你不能在bash getopts上使用问号(你也不能使用冒号)。在问号的情况下,当遇到选项结束时,getopts将参数的值(在您的情况下为$ c)设置为问号。当出现错误时,它还使用问号和冒号作为参数名称的值(具体来说,遇到无效选项时使用?或非静默模式时使用?并且未提供必需选项;冒号用于静默未提供所需选项时的模式)。在这些错误情况下,OPTARG包含有问题的参数。这也是POSIX getopts的工作原理。
The KSH getopts behaves differently, but it also excludes ? : (as well as - [ ] and only allowing # as the first option). It does, however, show a usage message when you provide -?. Basically, don't use -? with shell getopts. :)
KSH的上瘾行为有所不同,但它也排除了? :(以及 - []并且只允许#作为第一个选项)。但是,当您提供 - 时,它会显示一条用法消息。基本上,不要使用 - ?用shell getopts。 :)
Typically, I write a small function called "usage" and call it from both *) and by checking $? immediately after the case statement for non-zero value.
通常,我会编写一个名为“usage”的小函数,并从*)调用它并检查$?在案例陈述之后立即为非零值。
#1
1
You can't use question mark with the bash getopts (you also can't use the colon). In the case of question mark, getopts sets the value of the argument ($c in your case) to a question mark when the end of options has been encountered. It also uses question mark and colon as the value for the argument name when there's an error (specifically, ? is used when an invalid option is encountered or when in non-silent mode and a required option is not provided; colon is used in silent mode when a required option is not provided). In those error cases, OPTARG contains the offending argument. This is how POSIX getopts works as well.

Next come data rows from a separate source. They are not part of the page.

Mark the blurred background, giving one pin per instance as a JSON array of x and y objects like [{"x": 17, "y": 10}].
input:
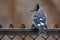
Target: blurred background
[{"x": 18, "y": 12}]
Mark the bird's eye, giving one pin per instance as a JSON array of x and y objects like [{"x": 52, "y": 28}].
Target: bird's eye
[{"x": 40, "y": 19}]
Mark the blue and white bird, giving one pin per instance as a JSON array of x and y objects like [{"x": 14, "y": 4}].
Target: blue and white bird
[{"x": 39, "y": 17}]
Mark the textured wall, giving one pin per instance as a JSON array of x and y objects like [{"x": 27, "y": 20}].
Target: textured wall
[{"x": 18, "y": 12}]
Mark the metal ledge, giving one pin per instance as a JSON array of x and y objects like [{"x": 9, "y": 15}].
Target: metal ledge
[{"x": 18, "y": 31}]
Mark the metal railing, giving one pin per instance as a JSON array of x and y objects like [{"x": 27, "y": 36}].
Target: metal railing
[{"x": 33, "y": 33}]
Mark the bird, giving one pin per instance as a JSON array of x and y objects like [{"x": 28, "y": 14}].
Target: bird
[{"x": 39, "y": 18}]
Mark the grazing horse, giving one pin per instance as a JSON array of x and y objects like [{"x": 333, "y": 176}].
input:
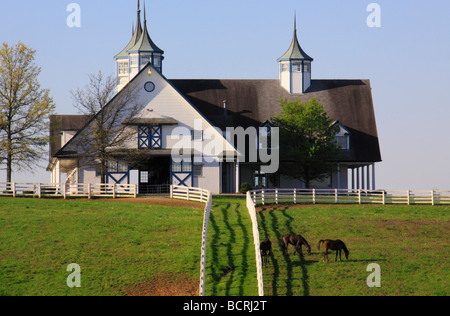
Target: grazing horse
[
  {"x": 336, "y": 245},
  {"x": 297, "y": 241},
  {"x": 266, "y": 250}
]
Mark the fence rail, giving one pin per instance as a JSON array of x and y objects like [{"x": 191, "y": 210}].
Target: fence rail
[
  {"x": 204, "y": 196},
  {"x": 341, "y": 196},
  {"x": 65, "y": 190}
]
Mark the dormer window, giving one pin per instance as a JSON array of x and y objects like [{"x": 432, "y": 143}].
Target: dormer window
[
  {"x": 123, "y": 68},
  {"x": 342, "y": 137},
  {"x": 296, "y": 67}
]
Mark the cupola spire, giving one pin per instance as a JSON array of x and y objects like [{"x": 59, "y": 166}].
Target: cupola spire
[{"x": 295, "y": 66}]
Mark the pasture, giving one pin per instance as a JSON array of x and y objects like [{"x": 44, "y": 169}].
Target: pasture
[
  {"x": 122, "y": 248},
  {"x": 140, "y": 249},
  {"x": 410, "y": 243}
]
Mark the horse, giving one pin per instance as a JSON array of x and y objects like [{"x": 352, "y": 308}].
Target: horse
[
  {"x": 297, "y": 241},
  {"x": 336, "y": 245},
  {"x": 266, "y": 249}
]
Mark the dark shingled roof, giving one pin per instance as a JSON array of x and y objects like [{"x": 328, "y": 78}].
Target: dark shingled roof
[{"x": 253, "y": 102}]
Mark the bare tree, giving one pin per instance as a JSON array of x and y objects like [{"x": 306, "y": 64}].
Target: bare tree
[
  {"x": 24, "y": 109},
  {"x": 106, "y": 134}
]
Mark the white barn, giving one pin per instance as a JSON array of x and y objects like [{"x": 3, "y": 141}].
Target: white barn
[{"x": 202, "y": 110}]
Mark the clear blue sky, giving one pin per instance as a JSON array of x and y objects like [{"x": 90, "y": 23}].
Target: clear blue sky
[{"x": 407, "y": 59}]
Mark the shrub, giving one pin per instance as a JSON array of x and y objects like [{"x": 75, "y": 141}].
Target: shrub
[{"x": 245, "y": 187}]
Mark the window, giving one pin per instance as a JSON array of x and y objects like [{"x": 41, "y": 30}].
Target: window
[
  {"x": 296, "y": 67},
  {"x": 343, "y": 142},
  {"x": 144, "y": 177},
  {"x": 196, "y": 135},
  {"x": 123, "y": 68},
  {"x": 198, "y": 170},
  {"x": 134, "y": 60},
  {"x": 145, "y": 59},
  {"x": 182, "y": 166},
  {"x": 260, "y": 179},
  {"x": 144, "y": 137},
  {"x": 116, "y": 166}
]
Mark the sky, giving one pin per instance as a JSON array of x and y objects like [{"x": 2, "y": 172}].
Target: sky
[{"x": 406, "y": 57}]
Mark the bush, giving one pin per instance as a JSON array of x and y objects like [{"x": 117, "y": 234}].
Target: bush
[{"x": 245, "y": 187}]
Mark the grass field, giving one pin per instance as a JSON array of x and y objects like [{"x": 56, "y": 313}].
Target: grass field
[
  {"x": 128, "y": 248},
  {"x": 410, "y": 243},
  {"x": 122, "y": 248}
]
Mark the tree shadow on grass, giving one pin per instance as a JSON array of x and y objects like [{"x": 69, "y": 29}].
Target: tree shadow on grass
[{"x": 279, "y": 231}]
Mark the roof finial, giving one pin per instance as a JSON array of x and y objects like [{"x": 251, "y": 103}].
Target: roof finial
[{"x": 295, "y": 20}]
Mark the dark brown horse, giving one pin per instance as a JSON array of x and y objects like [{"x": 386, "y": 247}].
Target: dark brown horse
[
  {"x": 266, "y": 250},
  {"x": 336, "y": 245},
  {"x": 297, "y": 241}
]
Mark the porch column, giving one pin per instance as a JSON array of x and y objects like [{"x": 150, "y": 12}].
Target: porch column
[
  {"x": 373, "y": 177},
  {"x": 357, "y": 179},
  {"x": 339, "y": 176},
  {"x": 363, "y": 181},
  {"x": 237, "y": 177},
  {"x": 368, "y": 177}
]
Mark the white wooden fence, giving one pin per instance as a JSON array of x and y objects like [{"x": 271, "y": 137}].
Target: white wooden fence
[
  {"x": 204, "y": 196},
  {"x": 65, "y": 190},
  {"x": 342, "y": 196}
]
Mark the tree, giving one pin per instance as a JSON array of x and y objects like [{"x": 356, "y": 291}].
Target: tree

你不能在bash getopts上使用问号(你也不能使用冒号)。在问号的情况下,当遇到选项结束时,getopts将参数的值(在您的情况下为$ c)设置为问号。当出现错误时,它还使用问号和冒号作为参数名称的值(具体来说,遇到无效选项时使用?或非静默模式时使用?并且未提供必需选项;冒号用于静默未提供所需选项时的模式)。在这些错误情况下,OPTARG包含有问题的参数。这也是POSIX getopts的工作原理。
The KSH getopts behaves differently, but it also excludes ? : (as well as - [ ] and only allowing # as the first option). It does, however, show a usage message when you provide -?. Basically, don't use -? with shell getopts. :)
KSH的上瘾行为有所不同,但它也排除了? :(以及 - []并且只允许#作为第一个选项)。但是,当您提供 - 时,它会显示一条用法消息。基本上,不要使用 - ?用shell getopts。 :)
Typically, I write a small function called "usage" and call it from both *) and by checking $? immediately after the case statement for non-zero value.
通常,我会编写一个名为“usage”的小函数,并从*)调用它并检查$?在案例陈述之后立即为非零值。